Navy plane crashes into waters off Japan’s coast

- BY MOTOKO RICH NEW YORK TIMES NEWS SERVICE

TOKYO — A U.S. Navy aircraft carrying 11 crew and passengers crashed Wednesday southeast of Okinawa, Japan, the fifth accident this year for the 7th Fleet, the Navy’s largest overseas fleet.

Eight of those aboard were rescued, and American and Japanese naval forces were searching for the other three, the 7th Fleet said in a statement.

The aircraft, a C2-A Greyhound propeller cargo plane, was on its way to the USS Ronald Reagan, an aircraft carrier engaged in joint exercises with Japan’s navy in the Philippine Sea, when it crashed, the statement said. The plane had been making a routine transport flight from Marine Corps Air Station Iwakuni, the statement said.

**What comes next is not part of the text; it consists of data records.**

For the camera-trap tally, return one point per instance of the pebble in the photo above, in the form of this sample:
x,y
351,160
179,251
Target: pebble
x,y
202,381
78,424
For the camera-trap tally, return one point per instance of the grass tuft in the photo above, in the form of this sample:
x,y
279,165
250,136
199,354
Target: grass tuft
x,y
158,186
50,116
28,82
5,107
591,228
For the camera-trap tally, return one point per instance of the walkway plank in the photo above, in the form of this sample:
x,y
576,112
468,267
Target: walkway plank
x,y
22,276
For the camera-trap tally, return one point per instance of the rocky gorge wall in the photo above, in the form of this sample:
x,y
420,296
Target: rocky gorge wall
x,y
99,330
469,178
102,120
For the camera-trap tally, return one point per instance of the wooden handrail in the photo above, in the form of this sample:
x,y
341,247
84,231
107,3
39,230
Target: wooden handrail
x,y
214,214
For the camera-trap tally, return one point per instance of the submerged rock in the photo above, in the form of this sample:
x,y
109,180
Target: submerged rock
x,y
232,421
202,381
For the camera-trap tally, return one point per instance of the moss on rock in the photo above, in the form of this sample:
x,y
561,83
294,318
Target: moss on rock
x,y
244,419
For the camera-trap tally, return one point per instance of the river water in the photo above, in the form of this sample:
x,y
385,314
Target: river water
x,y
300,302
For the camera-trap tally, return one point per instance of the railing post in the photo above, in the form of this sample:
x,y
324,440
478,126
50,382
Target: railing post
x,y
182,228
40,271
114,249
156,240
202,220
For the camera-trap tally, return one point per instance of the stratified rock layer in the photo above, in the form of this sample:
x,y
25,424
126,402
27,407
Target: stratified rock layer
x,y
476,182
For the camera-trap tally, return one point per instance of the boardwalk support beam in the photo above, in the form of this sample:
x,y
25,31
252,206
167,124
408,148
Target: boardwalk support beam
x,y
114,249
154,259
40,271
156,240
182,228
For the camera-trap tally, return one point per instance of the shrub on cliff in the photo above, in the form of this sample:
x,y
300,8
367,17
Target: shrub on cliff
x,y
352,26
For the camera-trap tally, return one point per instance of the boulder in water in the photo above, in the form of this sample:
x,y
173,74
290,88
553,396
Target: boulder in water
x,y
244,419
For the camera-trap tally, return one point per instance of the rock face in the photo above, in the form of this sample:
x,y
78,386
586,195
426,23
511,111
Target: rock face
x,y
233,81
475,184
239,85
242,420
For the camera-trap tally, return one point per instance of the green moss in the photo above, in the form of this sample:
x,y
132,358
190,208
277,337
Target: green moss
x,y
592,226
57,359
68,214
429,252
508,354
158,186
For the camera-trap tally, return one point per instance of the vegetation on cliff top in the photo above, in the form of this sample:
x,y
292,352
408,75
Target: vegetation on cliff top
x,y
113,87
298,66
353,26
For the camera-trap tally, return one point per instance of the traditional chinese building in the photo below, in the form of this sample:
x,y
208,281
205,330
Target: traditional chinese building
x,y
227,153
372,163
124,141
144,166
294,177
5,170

The eight personnel rescued were undergoing medical evaluation on the Ronald Reagan and were in good condition, the statement said. It said the crash would be investigat­ed.

Speaking to reporters, Itsunori Onodera, Japan’s defense minister, said a U.S. source had indicated the aircraft might have had engine trouble.

The accident comes three months after a U.S. naval destroyer, the USS McCain, collided with an oil tanker off the coast of Singapore, leaving 10 dead. That episode came just two months after a fatal collision between another naval destroyer, the Fitzgerald, and a Philippine merchant vessel off the coast of Japan. Seven people on the Fitzgerald were killed.

The Navy relieved Vice Adm. Joseph P. Aucoin, the head of the 7th Fleet, of his command in August. In reports released this month, the Navy’s top admiral said the two destroyer crashes were “avoidable” and had resulted from a string of crew and basic navigation­al errors.